10 thoughts on “O meu problema com os e-books

  1. Lembro-me que uma das minhas maiores diversões quando adolescente era ir à casa do meu pai, e roubar-lhe os livros. Foi dele que recebi o primeiro livro “de gente grande” e depois disso, nunca mais parei de ler.A biblioteca toda do meu (mesmo alguns livros muito técnicos de engenharia, estão lá guardados para quando puderem fazer a travessia atlântica de navio).

    Sempre tentei fazer com que a miúda tivesse este mesmo gosto, por isto, quando vamos ao centro comercial, lá pede ela para ir ver os livros, e sempre que possível, sai de lá com um exemplar estimulante :)
    Era um ponto que nunca havia pensado. Por enquanto tenho a colecção toda guardada para ela, mas realmente nunca tinha pensado nos e-books.

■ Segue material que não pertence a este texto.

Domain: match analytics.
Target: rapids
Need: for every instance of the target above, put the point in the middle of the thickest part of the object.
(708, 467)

  2. Olá Flavia… A minha questão é também por ai. Não é de forma alguma um manifesto contra os e-books (e logo quem) mas sim uma verdadeira preocupação com algumas das sensações que os livros nos transmitem e que os e-books não conseguem transmitir…

    Como escrevia à pouco o Mário Lopes no Twitter, enciclopédias e manuais fazem hoje todo sentido em formato e-book mas e os outros livros? Perfeito seria que, a cada livro físico que se comprasse, fosse oferecida a versão e-book… Poder levar a colecção “Vampiro” toda para as férias do Verão… Porque não?

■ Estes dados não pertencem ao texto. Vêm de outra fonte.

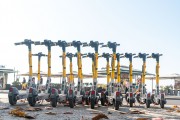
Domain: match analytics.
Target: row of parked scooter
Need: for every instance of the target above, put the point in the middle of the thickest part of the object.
(67, 93)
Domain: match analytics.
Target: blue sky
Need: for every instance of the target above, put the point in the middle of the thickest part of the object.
(139, 26)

  3. Eu também sou defensor do “livro físico” em detrimento do digital, apesar de utilizar esse formato. Honestamente, enciclopédias, diccionários e até mesmo comics consigo conceber e utilizar em PDF mas o mesmo não se aplica aos “livros a sério”.

    No entanto, o formato digital pode ser uma excelente forma de divulgar e promover a leitura, a um custo mais baixo. Na minha opinião essa é a grande vantagem do formato digital, partindo do pressuposto que será devidamente aproveitado.

    A curto prazo o livro continuará a existir, mas com o evoluir do tempo será inevitável que se converta num luxo.

  4. Eu tenho toneladas de livros em árvores mortas, mas é um facto que desde que passei a ter livros no telemóvel (lá para 2006), passei a ler muito mais — e já lia bem mais do que a maioria dos portugueses, suponho. Mas agora, tenho livros *sempre* — coisas como estar numa fila, ir tratar de um assunto às Finanças, e assim por diante, deixaram de ser a tortura que eram. Adoro ler — e leio palavras e ideias, e não papel.

    Sim, a questão do “deixar aos filhos” existe… mas acredito que as vantagens superam as desvantagens.

  5. Nunca pensei nisso, mas uma pergunta também a fazer será : Os nossos filhos vão querer os nossos livros tal como os conhecemos e os recebemos dos nossos pais?

    Não me converti aos e-books, mas desde há alguns anos recorro muito, e cada vez mais, aos audio books.

  6. Hugo e Pedro, tal como disse antes, eu não sou contra o e-book. Tem imensas vantagens. No entanto, continuo sem perceber como gerir a parte emocional. Continuo a achar que perfeito perfeito seria, cada livro físico vir acompanhado de um livro digital. Se o Cliente assim quisesse, compraria só o digital…

  7. Concordo plenamente com a ideia do digital, até podia ser uma pequena taxa adicional para comprar a versão ebook desde que fosse algo irrisório como 20% a mais no máximo.

    Claro que o perfeito era mesmo comprar o ebook e poder pagar os portes e mais uns trocos e receber o livro físico, isso sim era perfeito.

  8. Há algo que um PDF/audio book não consegue transmitir: a sensação de passagem de testemunho, a ligação entre o antigo e o novo dono.

    Há algo no cheiro de um livro que o torna único e insubstituível :)

  9. @hugocardoso Concordo! Partilho uma grande paixão pela leitura incutida pelo meu pai. Os livros que me passou ao longo do tempo e os que deixou quando partiu são um tesouro insubstituível. Não teria com certeza o mesmo efeito se fossem PDFs.

    Nunca consegui converter-me aos e-books, embora práticos por todas as razões já referidas não proporcionam o mesmo prazer na leitura. Já os audio-books permitem-me ler sem ter as mão ocupadas e consequentemente em ocasiões em que antes não poderia ler.